Pasaron un par de minutos, que parecieron una eternidad. Después la música cesó de golpe y el silencio que le siguió fue aún más ensordecedor. Al fin vieron que la puerta se abría por completo y aparecía la figura de Frank en el umbral, envuelta en una última espiral de humo que aleteó alrededor de sus hombros, inquietante como un fantasma que le hubiera acompañado desde las profundidades de la ultratumba. Llevaba todavía la máscara antigás, por lo que no se le veía la cara. Los brazos le colgaban a los costados del cuerpo, sin energía. Aún empuñaba la pistola. Sin hablar, atravesó el lavadero con el paso de quien ha librado y perdido todas las batallas del mundo. Los hombres se hicieron a un lado para dejarlo pasar.
Frank se dirigió a la puerta y avanzó por el pasillo. Gavin le siguió y juntos alcanzaron el garaje, donde habían esperado la detonación del plástico. Allí estaban Morelli y Roberts; sus rostros estaban coloreados con el mismo tono de adrenalina que mostraban todos bajo las máscaras antigás.
Se encontraron a la luz del sol que entraba por la persiana metálica levantada y dibujaba un cuadrado luminoso en el suelo.
Gavin fue el primero en quitarse el casco y la máscara.
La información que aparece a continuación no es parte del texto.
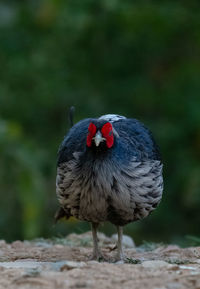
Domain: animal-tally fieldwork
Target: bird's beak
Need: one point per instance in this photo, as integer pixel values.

Tenía el pelo empapado y la cara cubierta de sudor. Se limpió la frente con la manga del uniforme azul.
Frank permaneció de pie todavía un instante en el centro de la estancia, inmóvil entre la luz y la sombra, y luego también él se quitó la máscara; su semblante parecía mortalmente cansado.
Morelli se le acercó.
—Frank, ¿qué te ha sucedido allí dentro? Parece que hayas visto a todos los demonios del infierno.
Frank se volvió para mirarlo y le respondió con voz de viejo y ojos de quien no quiere ver nada más en la vida.
—Algo mucho peor, Claude, mucho peor. Todos los demonios del infierno, antes de entrar en ese lugar, se harían la señal de la cruz.